"Какой актер!" - подумал я. Я понял, что он изображает Аристарха
Платоновича.
Кровь прилила к лицу Торопецкой, она тяжело задышала.
- Я попросила бы вас!..
- А впрочем, - сквозь зубы говорил Елагин, пожал плечами,
своим обыкновенным голосом сказал: - Не понимаю! - и вышел. Я видел,
как он в сенях сделал еще один круг в передней, недоуменно пожал
плечами и скрылся.
- Ох, уж эти середняки! - заговорила Поликсена, - ничего
святого. Вы слышали, как они разговаривают?
- Кхм, - ответил я, не зная, что сказать, и, главное, не
понимая, что означает слово "середняки".
К концу первого дня стало ясно, что в предбаннике пьесу
писать нельзя. Поликсену освободили на два дня от ее непосредственных
обязанностей, и нас с ней перевели в одну из женских уборных. Демьян
Кузьмич, пыхтя, приволок туда машинку.
Бабье лето сдалось и уступило место мокрой осени. Серый свет
лился в окно. Я сидел на кушеточке, отражаясь в зеркальном шкафу, а
Поликсена на табуреточке. Я чувствовал себя как бы двухэтажным. В
верхнем происходила кутерьма и беспорядок, который нужно было
превратить в порядок. Требовательные герои пьесы вносили
необыкновенную заботу в душу. Каждый требовал нужных слов, каждый
старался занять первое место, оттесняя других. Править
пьесу - чрезвычайно утомительное дело. Верхний этаж шумел и двигался
в голове и мешал наслаждаться нижним, где царствовал установившийся,
прочный покой. Со стен маленькой уборной, похожей на бонбоньерку,
смотрели, улыбаясь искусственными улыбками, женщины с преувеличенно
пышными губами и тенями под глазами. Эти женщины были в кринолинах
или в фижмах. Меж ними сверкали зубами с фотографий мужчины с
цилиндрами в руках. Один из них был в жирных эполетах. Пьяный толстый
нос свисал до губы, щеки и шея разрезаны складками. Я не узнал в нем
Елагина, пока Поликсена не сказала мне, кто это.
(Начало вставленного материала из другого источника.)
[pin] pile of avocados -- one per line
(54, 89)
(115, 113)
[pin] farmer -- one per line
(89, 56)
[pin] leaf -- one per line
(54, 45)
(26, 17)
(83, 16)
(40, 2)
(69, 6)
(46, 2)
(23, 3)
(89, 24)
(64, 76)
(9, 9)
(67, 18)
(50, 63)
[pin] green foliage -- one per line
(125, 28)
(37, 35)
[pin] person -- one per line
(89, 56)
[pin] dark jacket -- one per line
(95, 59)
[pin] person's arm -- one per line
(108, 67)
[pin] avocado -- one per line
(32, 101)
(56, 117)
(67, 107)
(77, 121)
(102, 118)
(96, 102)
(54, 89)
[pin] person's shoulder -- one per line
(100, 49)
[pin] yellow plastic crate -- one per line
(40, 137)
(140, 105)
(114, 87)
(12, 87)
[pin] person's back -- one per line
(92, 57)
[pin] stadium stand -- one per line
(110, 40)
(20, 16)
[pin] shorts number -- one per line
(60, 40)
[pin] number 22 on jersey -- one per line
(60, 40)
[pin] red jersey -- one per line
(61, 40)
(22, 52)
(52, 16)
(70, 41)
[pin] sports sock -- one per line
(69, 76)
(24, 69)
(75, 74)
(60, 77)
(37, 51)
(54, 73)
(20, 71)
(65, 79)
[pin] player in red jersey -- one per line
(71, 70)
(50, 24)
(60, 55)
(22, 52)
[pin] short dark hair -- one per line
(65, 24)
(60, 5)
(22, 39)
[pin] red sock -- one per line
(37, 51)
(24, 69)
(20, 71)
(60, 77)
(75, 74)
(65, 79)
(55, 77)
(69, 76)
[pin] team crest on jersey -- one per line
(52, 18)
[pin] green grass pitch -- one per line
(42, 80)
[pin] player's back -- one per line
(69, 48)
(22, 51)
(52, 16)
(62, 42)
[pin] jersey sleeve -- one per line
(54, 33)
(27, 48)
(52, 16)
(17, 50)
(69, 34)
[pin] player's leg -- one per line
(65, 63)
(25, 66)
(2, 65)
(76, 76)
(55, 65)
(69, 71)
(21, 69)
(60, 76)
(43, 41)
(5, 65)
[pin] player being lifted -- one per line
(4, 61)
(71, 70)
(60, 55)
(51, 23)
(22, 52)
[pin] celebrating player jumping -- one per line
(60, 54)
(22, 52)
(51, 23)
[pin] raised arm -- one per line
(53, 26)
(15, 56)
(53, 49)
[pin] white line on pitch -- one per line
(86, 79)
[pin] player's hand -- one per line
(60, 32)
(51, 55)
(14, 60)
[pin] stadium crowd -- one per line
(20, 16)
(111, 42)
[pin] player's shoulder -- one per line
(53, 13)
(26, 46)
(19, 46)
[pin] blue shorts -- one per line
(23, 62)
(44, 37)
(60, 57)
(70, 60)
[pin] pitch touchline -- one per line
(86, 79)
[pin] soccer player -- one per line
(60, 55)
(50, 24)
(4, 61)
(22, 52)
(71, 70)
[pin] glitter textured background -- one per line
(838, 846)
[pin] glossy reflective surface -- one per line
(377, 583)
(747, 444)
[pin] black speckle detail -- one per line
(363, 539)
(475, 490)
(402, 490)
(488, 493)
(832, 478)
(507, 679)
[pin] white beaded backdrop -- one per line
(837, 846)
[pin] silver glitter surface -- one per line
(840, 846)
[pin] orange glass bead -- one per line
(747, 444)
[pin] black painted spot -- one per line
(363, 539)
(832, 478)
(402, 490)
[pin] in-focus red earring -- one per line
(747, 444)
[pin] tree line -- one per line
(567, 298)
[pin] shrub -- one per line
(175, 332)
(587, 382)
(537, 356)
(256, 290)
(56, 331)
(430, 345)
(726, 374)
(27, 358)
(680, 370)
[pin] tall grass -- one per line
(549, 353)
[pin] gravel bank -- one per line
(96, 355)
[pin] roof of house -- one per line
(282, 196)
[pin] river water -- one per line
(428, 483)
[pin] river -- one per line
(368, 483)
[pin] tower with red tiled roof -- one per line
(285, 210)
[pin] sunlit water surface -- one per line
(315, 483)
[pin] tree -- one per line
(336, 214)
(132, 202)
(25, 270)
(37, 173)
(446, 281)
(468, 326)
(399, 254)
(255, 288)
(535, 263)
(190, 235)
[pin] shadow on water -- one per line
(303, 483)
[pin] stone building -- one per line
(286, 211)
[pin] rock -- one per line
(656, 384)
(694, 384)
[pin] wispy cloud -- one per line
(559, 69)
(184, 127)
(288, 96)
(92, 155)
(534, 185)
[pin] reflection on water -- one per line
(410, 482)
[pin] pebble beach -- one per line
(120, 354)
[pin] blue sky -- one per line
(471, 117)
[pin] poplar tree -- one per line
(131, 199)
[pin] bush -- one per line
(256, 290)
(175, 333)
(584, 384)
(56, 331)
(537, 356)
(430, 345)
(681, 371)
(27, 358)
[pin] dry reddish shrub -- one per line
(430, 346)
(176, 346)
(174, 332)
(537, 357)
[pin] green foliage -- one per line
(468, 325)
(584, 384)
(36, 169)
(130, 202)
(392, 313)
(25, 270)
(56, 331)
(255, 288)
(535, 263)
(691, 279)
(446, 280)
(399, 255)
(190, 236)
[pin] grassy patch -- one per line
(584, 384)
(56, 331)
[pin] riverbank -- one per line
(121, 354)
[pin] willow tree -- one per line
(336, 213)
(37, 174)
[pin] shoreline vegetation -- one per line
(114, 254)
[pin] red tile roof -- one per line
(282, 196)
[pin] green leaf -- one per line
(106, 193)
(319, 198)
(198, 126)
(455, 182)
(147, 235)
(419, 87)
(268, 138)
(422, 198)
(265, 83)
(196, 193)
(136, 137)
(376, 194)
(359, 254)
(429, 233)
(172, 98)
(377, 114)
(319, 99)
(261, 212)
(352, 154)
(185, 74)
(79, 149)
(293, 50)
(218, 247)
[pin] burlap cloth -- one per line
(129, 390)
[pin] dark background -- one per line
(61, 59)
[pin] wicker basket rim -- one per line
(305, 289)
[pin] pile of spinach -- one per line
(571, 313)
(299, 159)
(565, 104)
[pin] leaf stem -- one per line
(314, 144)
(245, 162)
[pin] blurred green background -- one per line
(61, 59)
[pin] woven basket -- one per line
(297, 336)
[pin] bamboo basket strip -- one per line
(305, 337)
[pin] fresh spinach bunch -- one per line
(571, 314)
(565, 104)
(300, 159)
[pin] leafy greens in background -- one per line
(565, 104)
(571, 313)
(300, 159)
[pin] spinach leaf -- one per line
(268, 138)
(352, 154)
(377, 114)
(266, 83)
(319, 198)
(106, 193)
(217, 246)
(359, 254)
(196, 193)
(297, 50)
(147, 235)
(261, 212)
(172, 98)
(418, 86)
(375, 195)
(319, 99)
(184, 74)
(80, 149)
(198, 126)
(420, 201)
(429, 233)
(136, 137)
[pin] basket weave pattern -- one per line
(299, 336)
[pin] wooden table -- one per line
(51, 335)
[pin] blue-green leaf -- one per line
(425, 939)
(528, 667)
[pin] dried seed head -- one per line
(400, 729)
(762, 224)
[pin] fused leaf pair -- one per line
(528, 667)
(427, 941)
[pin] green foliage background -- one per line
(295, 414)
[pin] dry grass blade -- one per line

Я глядел на фотографии, трогал, вставая с кушетки, негорящие
лампионы, пустую пудреницу, вдыхал чуть ощутимый запах какой-то
краски и ароматный запах папирос Поликсены. Здесь было тихо, и тишину
эту резало только стрекотание машинки и тихие ее звоночки, да еще
иногда чуть скрипел паркет. В открытую дверь было вид
но, как
на цыпочках проходили иногда какие-то пожилые женщины, сухонького
вида, пронося груды крахмальных юбок.
Изредка великое молчание этого коридора нарушалось глухими
взрывами музыки откуда-то и дальними грозными криками. Теперь я знал,
что на сцене, где-то глубоко за паутиной старых коридоров, спусков и
лестниц, репетируют пьесу "Степан Разин".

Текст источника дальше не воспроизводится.